Return a list of even numbers from a list of integer pairs in sml

Question

I have the following question "Given a list of integer pairs, write a function to return a list of even numbers in that list in sml".

this is what I've achieved so far

val x = [(6, 2), (3, 4), (5, 6), (7, 8), (9, 10)];

fun isEven(num : int) = 
    if num mod 2 = 0 then num else 0;

fun evenNumbers(list : (int * int) list) = 
    if null list then [] else 
    if isEven(#1 (hd list)) <> 0
    then if isEven(#2 (hd list)) <> 0
         then #1 (hd list) :: #1 (hd list) :: evenNumbers(tl list)
         else []
    else if isEven(#2 (hd list)) <> 0
         then #1 (hd list) :: evenNumbers(tl list)
         else [];

evenNumbers(x);

the result should be like this [6,2,4,6,8,10]

any help would be appreciated.

Answer 1

I see two obvious problems.

If both the first and second number are even, you do

#1 (hd list) :: #1 (hd list) :: evenNumbers(tl list)

which adds the first number twice and ignores the second.

If the first number is odd and the second even, you do

#1 (hd list) :: evenNumbers(tl list)

which adds the number that you know is odd and ignores the one you know is even.

Programming with selectors and conditionals gets complicated very quickly (as you've noticed).

With pattern matching, you could write

fun evenNumbers [] = []
  | evenNumber ((x,y)::xys) = ...

and reduce the risk of using the wrong selector.

However, this still makes for complicated logic, and there is a better way.

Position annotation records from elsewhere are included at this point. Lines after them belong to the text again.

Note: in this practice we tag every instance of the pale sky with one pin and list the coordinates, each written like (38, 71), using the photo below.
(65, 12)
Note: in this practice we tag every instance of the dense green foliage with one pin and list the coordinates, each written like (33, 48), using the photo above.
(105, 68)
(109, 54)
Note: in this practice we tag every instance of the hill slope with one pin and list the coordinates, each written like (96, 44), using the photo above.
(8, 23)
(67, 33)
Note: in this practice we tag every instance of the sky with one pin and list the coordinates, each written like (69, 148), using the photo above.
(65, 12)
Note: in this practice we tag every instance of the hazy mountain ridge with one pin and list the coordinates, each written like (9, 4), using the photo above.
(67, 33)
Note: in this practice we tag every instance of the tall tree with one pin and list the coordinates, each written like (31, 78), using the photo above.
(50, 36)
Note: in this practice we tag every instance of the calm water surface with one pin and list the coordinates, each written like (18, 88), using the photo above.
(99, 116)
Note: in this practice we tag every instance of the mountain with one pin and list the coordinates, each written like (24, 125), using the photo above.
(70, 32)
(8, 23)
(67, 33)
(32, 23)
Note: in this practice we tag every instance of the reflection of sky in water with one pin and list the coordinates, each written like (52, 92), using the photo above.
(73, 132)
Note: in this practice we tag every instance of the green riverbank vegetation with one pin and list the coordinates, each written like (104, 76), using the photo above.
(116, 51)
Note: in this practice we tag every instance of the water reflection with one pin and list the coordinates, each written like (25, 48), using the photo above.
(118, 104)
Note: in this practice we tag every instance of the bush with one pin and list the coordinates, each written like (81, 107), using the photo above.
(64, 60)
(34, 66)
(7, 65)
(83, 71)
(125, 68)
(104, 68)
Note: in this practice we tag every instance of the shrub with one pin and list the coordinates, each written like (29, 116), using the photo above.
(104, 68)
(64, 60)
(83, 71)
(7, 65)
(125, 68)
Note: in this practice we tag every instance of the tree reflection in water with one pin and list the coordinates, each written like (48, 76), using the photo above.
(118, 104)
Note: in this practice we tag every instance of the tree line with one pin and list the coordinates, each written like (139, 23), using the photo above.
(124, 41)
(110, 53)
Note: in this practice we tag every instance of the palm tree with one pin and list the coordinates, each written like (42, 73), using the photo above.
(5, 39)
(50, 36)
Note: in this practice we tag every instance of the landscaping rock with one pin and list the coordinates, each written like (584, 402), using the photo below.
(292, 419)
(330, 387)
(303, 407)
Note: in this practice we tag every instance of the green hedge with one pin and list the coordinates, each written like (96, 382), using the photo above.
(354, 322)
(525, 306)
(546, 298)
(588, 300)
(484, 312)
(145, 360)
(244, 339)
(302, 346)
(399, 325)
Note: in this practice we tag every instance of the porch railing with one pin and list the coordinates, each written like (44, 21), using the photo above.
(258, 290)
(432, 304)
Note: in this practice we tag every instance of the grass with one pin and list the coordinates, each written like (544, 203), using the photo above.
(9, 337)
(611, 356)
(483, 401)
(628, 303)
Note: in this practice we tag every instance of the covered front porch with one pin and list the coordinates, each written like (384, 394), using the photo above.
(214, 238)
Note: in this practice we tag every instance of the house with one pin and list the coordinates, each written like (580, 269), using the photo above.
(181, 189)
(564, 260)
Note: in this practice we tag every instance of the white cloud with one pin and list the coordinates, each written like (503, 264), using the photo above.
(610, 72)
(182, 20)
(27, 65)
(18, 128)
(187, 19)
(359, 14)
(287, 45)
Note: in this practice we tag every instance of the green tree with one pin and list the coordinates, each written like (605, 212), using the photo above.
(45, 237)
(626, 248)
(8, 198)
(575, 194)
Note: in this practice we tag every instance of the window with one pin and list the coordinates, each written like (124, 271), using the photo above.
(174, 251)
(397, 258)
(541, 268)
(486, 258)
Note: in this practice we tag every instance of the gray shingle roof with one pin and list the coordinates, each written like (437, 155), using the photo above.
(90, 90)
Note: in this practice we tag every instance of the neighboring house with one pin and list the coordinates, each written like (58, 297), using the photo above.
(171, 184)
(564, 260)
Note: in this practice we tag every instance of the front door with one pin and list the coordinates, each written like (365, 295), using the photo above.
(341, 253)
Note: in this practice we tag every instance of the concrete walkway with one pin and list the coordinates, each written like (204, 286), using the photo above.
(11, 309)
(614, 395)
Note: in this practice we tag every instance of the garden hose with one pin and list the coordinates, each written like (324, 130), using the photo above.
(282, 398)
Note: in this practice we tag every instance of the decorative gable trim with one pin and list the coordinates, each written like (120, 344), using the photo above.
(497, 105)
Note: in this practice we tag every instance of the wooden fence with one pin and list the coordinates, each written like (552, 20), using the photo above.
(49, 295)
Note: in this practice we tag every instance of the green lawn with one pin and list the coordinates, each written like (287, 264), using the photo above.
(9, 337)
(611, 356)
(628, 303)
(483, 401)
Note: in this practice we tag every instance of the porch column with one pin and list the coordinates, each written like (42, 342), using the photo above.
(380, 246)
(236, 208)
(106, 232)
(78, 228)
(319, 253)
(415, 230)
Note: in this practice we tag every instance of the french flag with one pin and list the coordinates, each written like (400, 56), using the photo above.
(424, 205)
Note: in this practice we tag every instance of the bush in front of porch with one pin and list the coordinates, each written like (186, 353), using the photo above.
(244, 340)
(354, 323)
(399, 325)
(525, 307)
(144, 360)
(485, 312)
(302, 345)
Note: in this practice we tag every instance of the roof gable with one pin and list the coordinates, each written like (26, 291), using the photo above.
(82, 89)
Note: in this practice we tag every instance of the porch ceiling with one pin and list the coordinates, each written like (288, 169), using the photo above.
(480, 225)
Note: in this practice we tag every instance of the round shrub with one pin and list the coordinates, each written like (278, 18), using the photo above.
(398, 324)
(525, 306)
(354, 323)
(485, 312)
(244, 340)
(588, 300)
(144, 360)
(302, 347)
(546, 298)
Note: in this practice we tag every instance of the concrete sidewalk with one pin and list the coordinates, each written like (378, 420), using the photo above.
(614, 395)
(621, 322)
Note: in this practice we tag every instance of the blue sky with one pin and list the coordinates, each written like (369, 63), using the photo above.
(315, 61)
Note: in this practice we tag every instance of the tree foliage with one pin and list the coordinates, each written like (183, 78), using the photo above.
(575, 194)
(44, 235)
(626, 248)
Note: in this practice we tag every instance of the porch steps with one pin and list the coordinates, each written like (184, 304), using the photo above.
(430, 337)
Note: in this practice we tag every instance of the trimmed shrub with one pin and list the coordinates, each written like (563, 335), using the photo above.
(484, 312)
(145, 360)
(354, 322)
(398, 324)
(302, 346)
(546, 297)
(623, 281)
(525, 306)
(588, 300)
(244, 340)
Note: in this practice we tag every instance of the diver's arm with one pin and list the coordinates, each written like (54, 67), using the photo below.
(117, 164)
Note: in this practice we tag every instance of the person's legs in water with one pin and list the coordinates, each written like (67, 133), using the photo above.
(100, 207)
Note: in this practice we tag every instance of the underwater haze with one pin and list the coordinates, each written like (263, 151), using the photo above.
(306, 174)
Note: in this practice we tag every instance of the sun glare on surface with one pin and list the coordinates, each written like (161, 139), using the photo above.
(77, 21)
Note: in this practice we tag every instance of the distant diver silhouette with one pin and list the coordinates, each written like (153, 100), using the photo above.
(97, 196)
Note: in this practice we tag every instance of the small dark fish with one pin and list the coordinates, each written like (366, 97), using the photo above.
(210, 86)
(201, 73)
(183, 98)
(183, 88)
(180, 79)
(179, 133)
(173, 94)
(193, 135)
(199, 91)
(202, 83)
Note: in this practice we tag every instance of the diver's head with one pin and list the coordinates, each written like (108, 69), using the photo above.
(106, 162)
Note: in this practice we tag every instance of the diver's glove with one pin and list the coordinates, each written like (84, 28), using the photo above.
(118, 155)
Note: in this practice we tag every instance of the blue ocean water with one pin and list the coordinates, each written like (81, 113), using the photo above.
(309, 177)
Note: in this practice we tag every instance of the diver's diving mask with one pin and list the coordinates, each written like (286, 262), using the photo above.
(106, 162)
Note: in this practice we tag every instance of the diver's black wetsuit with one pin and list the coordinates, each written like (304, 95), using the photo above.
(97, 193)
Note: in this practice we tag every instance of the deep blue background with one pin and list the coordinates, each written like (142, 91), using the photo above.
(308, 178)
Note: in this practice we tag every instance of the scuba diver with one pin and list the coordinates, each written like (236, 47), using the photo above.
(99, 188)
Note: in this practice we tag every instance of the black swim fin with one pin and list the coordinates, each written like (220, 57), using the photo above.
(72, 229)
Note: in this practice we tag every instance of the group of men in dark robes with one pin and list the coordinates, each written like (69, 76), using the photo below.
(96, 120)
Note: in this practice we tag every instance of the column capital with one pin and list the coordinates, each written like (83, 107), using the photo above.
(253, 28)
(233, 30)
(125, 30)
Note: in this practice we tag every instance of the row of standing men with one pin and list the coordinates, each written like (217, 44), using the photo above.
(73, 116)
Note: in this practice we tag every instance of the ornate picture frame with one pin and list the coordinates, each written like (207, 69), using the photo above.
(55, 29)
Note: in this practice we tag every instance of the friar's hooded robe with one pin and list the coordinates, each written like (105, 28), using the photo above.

Consider the simpler problem of filtering the odd numbers out of a list of numbers, not pairs.
If you transform the input into such a list, you only need to solve that simpler problem (and there's a fair chance that you've already solved something very similar in a previous exercise).

Exercise: implement this transformation. Its type will be ('a * 'a) list -> 'a list.

Also, your isEven is more useful if it produces a truth value (if you ask someone, "is 36 even?", "36" is a very strange answer).

fun isEven x = x mod 2 = 0

Now, evenNumbers can be implemented as "just" a combination of other, more general, functions.

Answer 2

So running your current code,

- evenNumbers [(6, 2), (3, 4), (5, 6), (7, 8), (9, 10)];
val it = [6,6,3,5,7,9] : int list

suggests that you're not catching all even numbers, and that you're catching some odd numbers.

The function isEven sounds very much like you want to have the type int -> bool like so:

fun isEven n =
    n mod 2 = 0

---

Instead of addressing the logic error of your current solution, I would like to propose a syntactically much simpler approach which is to use pattern matching and fewer explicit type annotations. One basis for such a solution could look like:

fun evenNumbers [] = ...
  | evenNumbers ((x,y)::pairs) = ...

Using pattern matching is an alternative to if-then-else: the [] pattern is equivalent to if null list ... and the (x,y)::pairs pattern matches when the input list is non-empty (holds at least one element, being (x,y). At the same time, it deconstructs this one element into its parts, x and y. So in the second function body you can express isEven x and isEven y.

As there is a total of four combinations of whether x and y are even or not, this could easily end up with a similarly complicated nest of if-then-else's. For this I might do either one of two things:

1. Use case-of (and call evenNumbers recursively on pairs):

   fun evenNumbers [] = ...
     | evenNumbers ((x,y)::pairs) =
         case (isEven x, isEven y) of
              ... => ...
            | ... => ...
   

2. Flatten the list of pairs into a list of integers and filter it:

   fun flatten [] = ...
     | flatten ((x,y)::pairs) = ...
   
   val evenNumbers pairs = ...